Ултен взвился на ноги. Он светился решимостью, какой позавидовал бы любой, даже самый отважный воин Славии.
Ловчан пытался распалить себя, превратить маленький уголёк ярости в настоящий костёр, кружащий голову и велящий действовать без оглядки, – не получалось. Зато сомнения росли, грызли изнутри: пленных освободить не получится, только умереть самим. И вместо погребального огня, пламени, уносящего душу в вышний мир, – оказаться, как пить дать, на требнике дикарского Юмолы?! Что может быть хуже? Дружинник мрачно поглядел на монаха.
Ултен тоже не верил в победу и насчёт участи своего кульдейского тела не обольщался. Его губы беззвучно шевелились, но не в молитве. Священник проговаривал имена родичей – сперва живых, после и умерших, прося последних не серчать, если чем обидел, и готовить бочку хмельного мёда, дабы отметить скорую встречу.
К стоянке пробирались окольным путём, заложив широкий крюк по лесу. Разум подсказывал – хоть бьярмы и знают об уцелевших врагах, караулить в лесу не будут. Но о том, что дикари потеряют всякую бдительность, можно и не мечтать.
Когда на лес спустилась тьма, принеся с собой недобрую тишину, дружинник и кульдей уже прятались среди молодых, приземистых елей. Ниже, всего в двух десятках саженей, суетился враг.
Вот узкие, длинные долблёнки бьярмов, вытащенные на берег. А в нескольких десятках шагов, кучкой, сидят повязанные пленные. Лиц в темноте не рассмотреть, только очертания. Посреди лагеря тускло мерцает пламя. Но уж разгорается – ярче и ярче, освещая уложенные в ряд трупы. Одежд на мертвецах нет.
Зверь появился внезапно. Просто шагнул из темноты в освещённый круг. Тут же припал к земле, пошел, тяжело передвигая лоснящееся тело. После взвыл. Не волком, не медведем, а иначе. Ни Ловчан, ни Ултен прежде подобных звуков не слыхивали.
Будто вторя голосу зверя, пламень взметнулся к небу. Кажется, усеянная звёздами высь содрогнулась.

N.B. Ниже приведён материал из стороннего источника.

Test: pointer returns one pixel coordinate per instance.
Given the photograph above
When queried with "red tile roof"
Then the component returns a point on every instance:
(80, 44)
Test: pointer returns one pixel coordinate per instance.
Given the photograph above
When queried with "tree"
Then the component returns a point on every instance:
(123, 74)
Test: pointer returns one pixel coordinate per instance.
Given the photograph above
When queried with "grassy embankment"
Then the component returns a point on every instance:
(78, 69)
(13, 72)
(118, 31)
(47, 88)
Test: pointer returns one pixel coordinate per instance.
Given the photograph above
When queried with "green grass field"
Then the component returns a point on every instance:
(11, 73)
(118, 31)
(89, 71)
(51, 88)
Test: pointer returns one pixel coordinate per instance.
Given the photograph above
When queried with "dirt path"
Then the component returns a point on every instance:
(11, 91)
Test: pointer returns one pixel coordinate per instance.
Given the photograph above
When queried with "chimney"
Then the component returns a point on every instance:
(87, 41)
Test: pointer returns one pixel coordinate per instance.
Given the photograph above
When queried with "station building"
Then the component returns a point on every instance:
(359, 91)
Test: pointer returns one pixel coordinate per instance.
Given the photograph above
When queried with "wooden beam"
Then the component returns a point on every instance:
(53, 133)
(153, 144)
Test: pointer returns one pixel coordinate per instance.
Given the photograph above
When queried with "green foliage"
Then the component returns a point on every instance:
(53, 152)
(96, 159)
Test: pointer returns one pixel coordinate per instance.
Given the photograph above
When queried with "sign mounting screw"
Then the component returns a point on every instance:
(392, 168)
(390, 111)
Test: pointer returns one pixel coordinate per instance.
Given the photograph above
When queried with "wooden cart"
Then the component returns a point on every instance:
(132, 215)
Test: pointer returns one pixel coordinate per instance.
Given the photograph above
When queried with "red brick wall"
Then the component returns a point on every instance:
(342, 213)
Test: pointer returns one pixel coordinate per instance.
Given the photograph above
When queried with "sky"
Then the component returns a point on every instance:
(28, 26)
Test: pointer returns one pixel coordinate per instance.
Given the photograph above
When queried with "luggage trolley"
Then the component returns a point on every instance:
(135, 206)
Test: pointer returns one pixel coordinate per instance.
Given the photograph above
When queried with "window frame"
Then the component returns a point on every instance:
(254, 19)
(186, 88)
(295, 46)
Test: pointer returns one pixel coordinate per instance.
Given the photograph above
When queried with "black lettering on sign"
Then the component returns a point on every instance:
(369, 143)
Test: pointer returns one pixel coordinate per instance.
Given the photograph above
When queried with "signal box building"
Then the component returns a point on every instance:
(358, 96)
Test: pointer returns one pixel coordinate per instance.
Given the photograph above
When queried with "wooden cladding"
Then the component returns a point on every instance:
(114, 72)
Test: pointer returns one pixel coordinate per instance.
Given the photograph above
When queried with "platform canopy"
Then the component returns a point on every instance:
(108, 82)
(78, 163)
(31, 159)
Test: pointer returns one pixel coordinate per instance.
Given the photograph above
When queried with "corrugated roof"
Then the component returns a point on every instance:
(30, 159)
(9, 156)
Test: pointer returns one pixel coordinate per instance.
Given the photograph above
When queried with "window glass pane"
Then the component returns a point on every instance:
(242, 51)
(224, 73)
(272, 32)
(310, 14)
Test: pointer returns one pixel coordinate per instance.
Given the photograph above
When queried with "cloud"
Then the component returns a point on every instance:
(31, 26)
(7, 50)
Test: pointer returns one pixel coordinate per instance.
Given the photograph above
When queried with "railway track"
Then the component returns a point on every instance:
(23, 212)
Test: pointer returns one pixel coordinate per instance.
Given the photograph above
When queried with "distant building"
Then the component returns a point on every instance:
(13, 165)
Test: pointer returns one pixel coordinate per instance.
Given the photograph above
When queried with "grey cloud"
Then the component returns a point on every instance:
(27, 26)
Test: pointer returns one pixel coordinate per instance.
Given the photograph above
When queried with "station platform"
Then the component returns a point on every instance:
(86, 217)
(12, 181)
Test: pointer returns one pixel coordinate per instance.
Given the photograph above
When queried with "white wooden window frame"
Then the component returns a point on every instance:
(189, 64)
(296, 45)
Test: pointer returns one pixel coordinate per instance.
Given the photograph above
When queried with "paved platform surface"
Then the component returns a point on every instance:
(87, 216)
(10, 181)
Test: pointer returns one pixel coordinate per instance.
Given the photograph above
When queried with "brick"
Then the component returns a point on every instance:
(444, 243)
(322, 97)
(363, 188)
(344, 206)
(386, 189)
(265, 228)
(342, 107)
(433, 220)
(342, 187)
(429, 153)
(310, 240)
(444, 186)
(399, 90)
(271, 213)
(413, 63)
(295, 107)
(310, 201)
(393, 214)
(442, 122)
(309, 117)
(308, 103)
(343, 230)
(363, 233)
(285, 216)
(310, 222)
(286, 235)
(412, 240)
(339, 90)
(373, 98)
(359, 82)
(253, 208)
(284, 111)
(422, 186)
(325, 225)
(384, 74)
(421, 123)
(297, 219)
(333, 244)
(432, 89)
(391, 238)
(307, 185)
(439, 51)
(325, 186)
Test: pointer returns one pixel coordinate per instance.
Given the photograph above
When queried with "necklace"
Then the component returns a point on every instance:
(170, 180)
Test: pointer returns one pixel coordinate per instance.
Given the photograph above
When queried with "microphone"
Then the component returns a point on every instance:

Кульдей первым различил клыки-бивни, огромные, до самой земли. Едва сдержал рвущийся из груди ужас. В тот же миг зверь поднялся на задние лапы и начал обходить костёр по внутреннему кругу, а священник осторожно выдохнул – не чудище, человек облачённый.
Бьярмы обступили костёр, внимая каждому жесту, каждому шагу вожака. В отсветах пламени они со спины не сильно отличались от своего предводителя.
Вскоре к шуму прибоя добавился низкий, гортанный звук. Ултен различил в нём песнь самой Преисподней. Уродливая рогатая морда диавола привиделась ему средь огненных языков – владыка Зла довольно скалился, предвкушая пир.
– Пойдём, – выдохнул кульдей.
Дружинник только зубами заскрежетал.
– Пойдём, – повторил Ултен.
– Рано, – процедил Ловчан.
– Нам всё равно не выстоять, – зашептал священник. – Так хоть обряд дикарский оборвём.
Воин оскалился, прошипел:
– Нет. Мы лучше свой обряд сотворим. Да такой, что бьярмы от всех богов отрекутся!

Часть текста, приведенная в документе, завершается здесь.